"Tidaaakkk!!!" Tangisku saat melihat kepala Ando berdarah. Pria besar itu pergi berlalu karena HP-nya berdering. Aku dan anak-anak yang lain mengerumuni Ando yang tergeletak tak berdaya.
"Kakak..." Tangisku.
"Aku tak apa-apa..." Katanya sambil menghapus darah yang di belakang kepalanya.
"Pasti sakit sekali..." Kataku lalu memeluk Ando. Sementara anak-anak yang lain menangis juga melihat keadaan Ando.
"Sudahlah!

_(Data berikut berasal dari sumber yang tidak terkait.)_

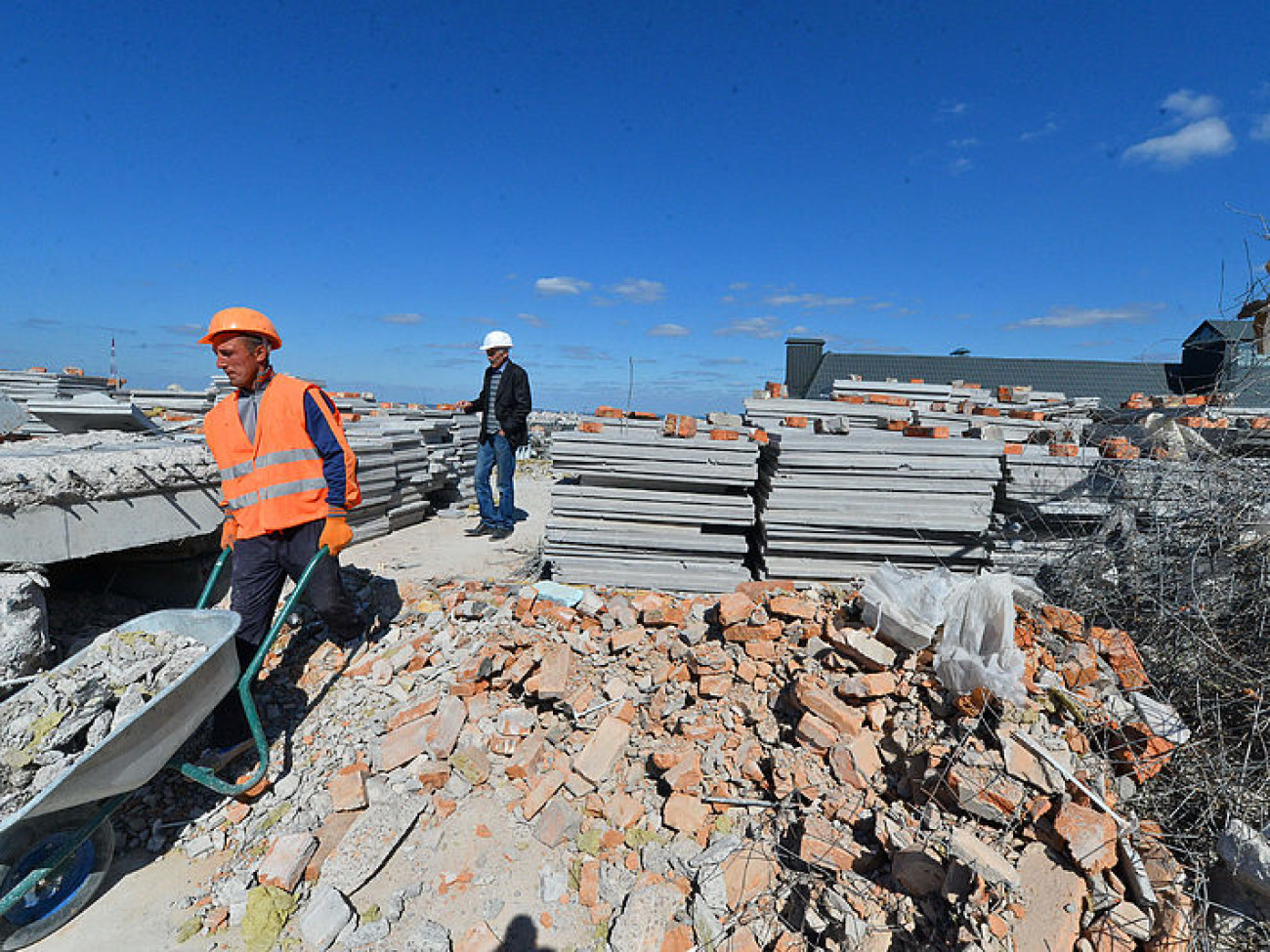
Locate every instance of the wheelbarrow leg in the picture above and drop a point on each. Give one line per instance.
(201, 774)
(51, 868)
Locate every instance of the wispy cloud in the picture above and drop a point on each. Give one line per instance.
(1201, 135)
(761, 328)
(1206, 139)
(1087, 316)
(582, 352)
(808, 300)
(1189, 105)
(185, 330)
(668, 330)
(557, 287)
(1049, 128)
(640, 290)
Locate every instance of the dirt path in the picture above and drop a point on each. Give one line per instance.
(144, 900)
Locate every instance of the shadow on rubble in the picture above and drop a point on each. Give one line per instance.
(522, 935)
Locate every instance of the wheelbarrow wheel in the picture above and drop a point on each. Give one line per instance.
(64, 892)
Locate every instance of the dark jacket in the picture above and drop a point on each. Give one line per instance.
(512, 404)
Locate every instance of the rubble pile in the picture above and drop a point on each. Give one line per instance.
(750, 770)
(1181, 561)
(66, 711)
(669, 508)
(845, 502)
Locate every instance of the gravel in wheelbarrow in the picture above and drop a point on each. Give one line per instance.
(71, 709)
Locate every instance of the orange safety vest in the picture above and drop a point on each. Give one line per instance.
(277, 481)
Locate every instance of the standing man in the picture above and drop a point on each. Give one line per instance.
(504, 405)
(287, 478)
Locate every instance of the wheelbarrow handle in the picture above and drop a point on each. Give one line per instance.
(212, 579)
(201, 774)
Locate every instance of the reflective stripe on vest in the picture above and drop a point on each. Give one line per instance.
(282, 456)
(283, 489)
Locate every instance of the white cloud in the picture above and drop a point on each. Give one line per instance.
(668, 330)
(1087, 316)
(808, 300)
(1189, 105)
(1049, 128)
(640, 290)
(554, 287)
(1205, 139)
(761, 328)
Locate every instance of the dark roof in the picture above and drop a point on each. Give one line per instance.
(1110, 380)
(1227, 330)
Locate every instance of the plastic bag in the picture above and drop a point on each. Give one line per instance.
(905, 607)
(978, 648)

Aku sudah bosan!!! Ayo kita lari dari neraka ini!!"
Sesaat suasana hening membuat aku dan yang lainnya berpikir ulang apa mampu keluar dari rumah yang dijaga ketat ini.
"Kita lapor polisi kalau kita lolos dari sini!!! Kalau boleh orangtua, kita laporkan saja!!!" Kata Ando walau masih kelihatan lemah.
"Kita ga baka mampu, Kakak..." Kataku sambil menunduk.
"Merdeka atau mati???!!!" Tanyanya lantang pada semua anak yang ada di situ. Kami menunduk tak menjawab. Tiba-tiba dia menngangkat daguku lalu berkata "Merdeka atau mati???!!!" Tanyanya seperti mengancam.
"Mm...Mm....Merdeka!!!" Kataku lantang walau ragu. Ando menggenggam tanganku dengan erat dan kami semuanya saling berpelukan.
Malam itu juga kami beraksi. Pintu kamar yang sedari tadi terbuka, kami kunci rapat. Entah kemana si pria besar itu. Ah, kami tak peduli. Kami bergotong royong membobol jendela yang sudah rapuh namun dipaku sana sini dengan kayu lainnya. Kami menghabiskan waktu 3 jam lamanya dan pada akhirnya terbuka, namun betapa terperanjatnya kami begitu melihat pria besar menatap kami keji.